The singer Paul Simon's composition, "There Must be Fifty Ways to Leave Your Lover," also holds true for leaving your addictive substances. If you ask a group of people who've gotten free of the monkey on their back what they do when they feel a craving coming on, you'll wish you knew shorthand to write down all the different solutions that work for somebody. "Take a deep breath!" "Count to 100." "Call a sober friend." "Go to a meeting." "Drink a glass of cold water." "Touch your sober talisman." "Do a meditation." And so on.
Now comes a roundup of studies in the New York Times -- thanks, Dr. Joe Mott for pointing me to it -- highlighting evidence in favor of one of the simplest ways to leave your demon: walk away. A series of studies completed in the past five years demonstrates the empowering effect of locomotion. A brisk but not strenuous walk of as little as 15 minutes enabled study subjects to turn their backs on substances they craved.
Why does walking work? The Times' science writer doesn't try to answer. Three hypotheses come to mind immediately: endorphins, distraction, and Aristotle.
Exercise, as is well known, causes the body's glands to manufacture and release endorphins. Endorphins are often called the body's own morphine; they are native opioids that take away pain and make you feel good. If you've seen the smile on the face of a bicyclist or a runner, you've seen a natural endorphin high.
So, taking a brisk walk as a device for rejecting an external drug makes sense on the theory of substitution. You allow the soft hand of your inborn neurochemistry to scratch your itch instead of the bloody claws that some liquor company, tobacco cartel, or other drug syndicate has cooked up to ensnare you. Substitution of a harmless, wholesome gratification for an addictive fix is a basic recovery strategy with a very wide range of applications.
But endorphin substitution may not be the whole story, or may not be the story at all. People vary in their rate of endorphin production, and the studies in the current report don't include blood samples that measure endorphin levels. Daniel Goleman, the brilliant popularizer of the Emotional Intelligence concept, highlights the famous marshmallow experiment, destined to take its place alongside Pavlov's dog as one of the foundational studies in psychology.
The experimenter puts a marshmallow on a dish in front of a child and says that he, the experimenter, must leave the room for a few minutes. The child is free to eat the marshmallow; but if the child waits until the experimenter returns, the experimenter will add a second marshmallow, and the child can have both.
In the original study, the children who ate the one marshmallow ended up, years later, dropping out of school, stuck in low-wage jobs, in trouble with the law, divorced, etc., while the children who resisted and waited for the double reward became valedictorians, chief executives, senators, etc. (I exaggerate wildly, of course, but that was the general drift of the results.)
Goleman's follow-up studies tried to find out how the children who waited for the two marshmallows were able to resist the marshmallow sitting in front of them. His results threw out various genetic and characterological hypotheses. Resisting the lure of the sugary treat, he found, is a teachable skill. The children who succeeded did so by distracting themselves. They took their eyes off the item and played some game or walked around the room. In short, they derailed the train of craving by setting their minds busy with some other concern. Goleman concluded that any child could learn to do this, vastly increasing their chances of success later in life.

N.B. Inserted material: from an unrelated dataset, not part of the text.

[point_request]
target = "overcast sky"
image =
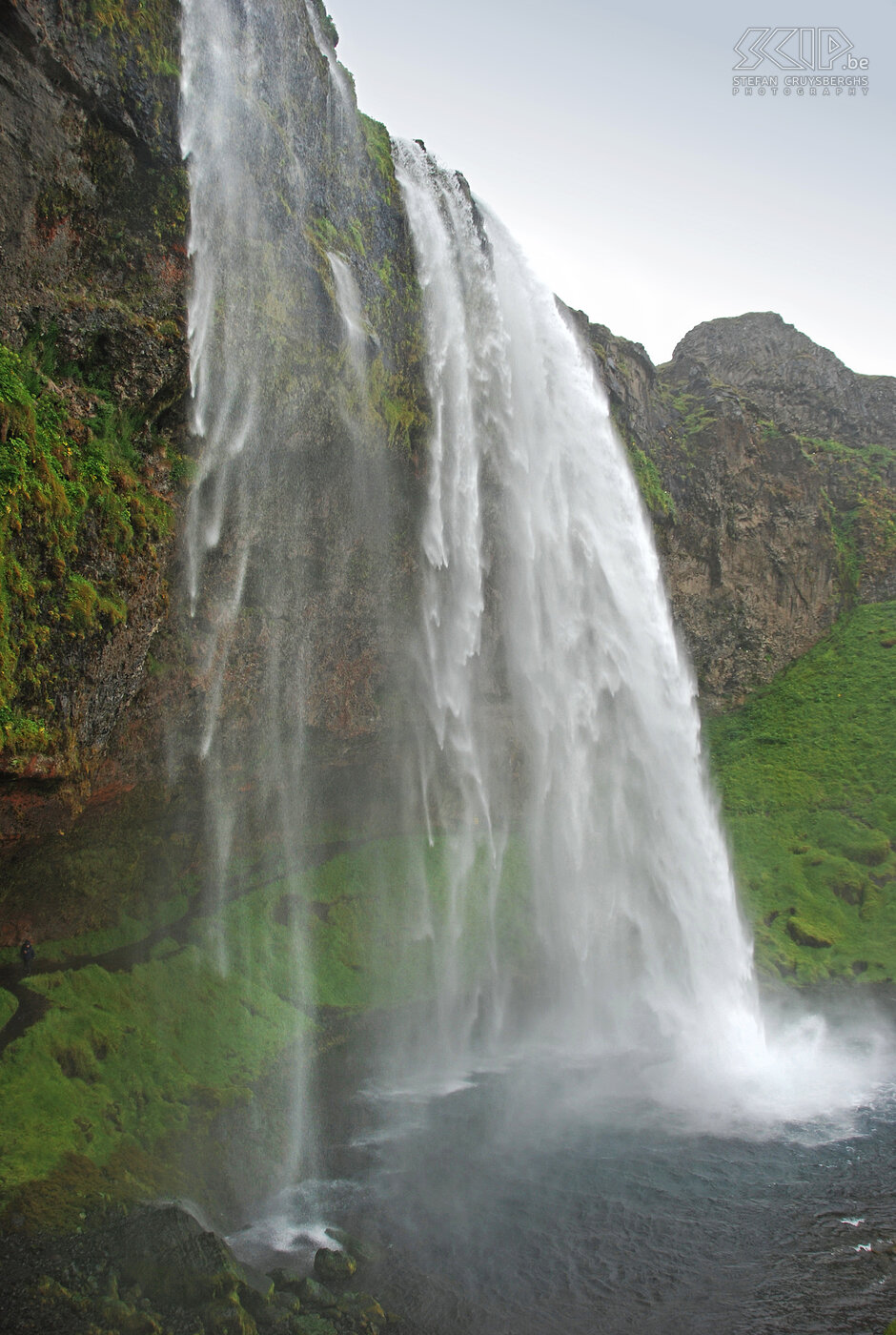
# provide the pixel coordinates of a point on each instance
(609, 140)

So, the effectiveness of walking may be due partly or even wholly to the distraction effect. We set our minds to working our legs, keeping our balance, choosing a path, managing our breath, and all the other efforts required for effective ambulation, and in the process the craving fades away in the rear view mirror.

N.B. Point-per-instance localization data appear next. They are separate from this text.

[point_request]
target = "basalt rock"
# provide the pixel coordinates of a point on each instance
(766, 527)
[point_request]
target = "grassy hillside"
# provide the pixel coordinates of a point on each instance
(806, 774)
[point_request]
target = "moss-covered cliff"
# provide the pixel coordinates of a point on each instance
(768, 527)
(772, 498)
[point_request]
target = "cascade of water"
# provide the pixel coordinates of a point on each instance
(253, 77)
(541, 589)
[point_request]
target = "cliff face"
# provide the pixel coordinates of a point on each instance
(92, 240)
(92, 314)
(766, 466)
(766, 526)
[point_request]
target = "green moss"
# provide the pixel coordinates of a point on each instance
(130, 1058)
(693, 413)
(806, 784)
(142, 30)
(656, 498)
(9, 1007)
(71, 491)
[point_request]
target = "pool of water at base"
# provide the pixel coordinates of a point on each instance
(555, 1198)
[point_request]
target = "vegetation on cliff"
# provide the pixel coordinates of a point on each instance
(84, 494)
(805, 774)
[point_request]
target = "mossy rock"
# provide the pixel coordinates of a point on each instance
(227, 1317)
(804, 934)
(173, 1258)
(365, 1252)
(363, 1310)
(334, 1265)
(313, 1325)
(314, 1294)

Then also, there's Aristotle, one of the ancient founders of the scientific method. Aristotle, not being an Athenian, could not own property there, and therefore taught his followers on a public walkway. His philosophical school came to be known as the Peripatetics -- the walkers. Ever since, walking has become linked in legend with stimulation of the inquisitive, analytical mind.
Why this should be so, if it is so, remains hazy, but we know that the mind and the body are a unity, and no one should be deeply surprised that ambulation might stimulate cogitation. And rational thinking certainly would lead one to avoid putting addictive substances into the body.
Does walking help avoid cravings because of substition? Or because of distraction? Or via the Aristotle effect? Or all the above? We don't have the answers yet. But we don't need to know why something works in order to benefit. For decades, doctors didn't know why Aspirin or acupuncture worked to relieve pain, yet both helped millions. Perhaps you can cogitate on the reasons as you amble.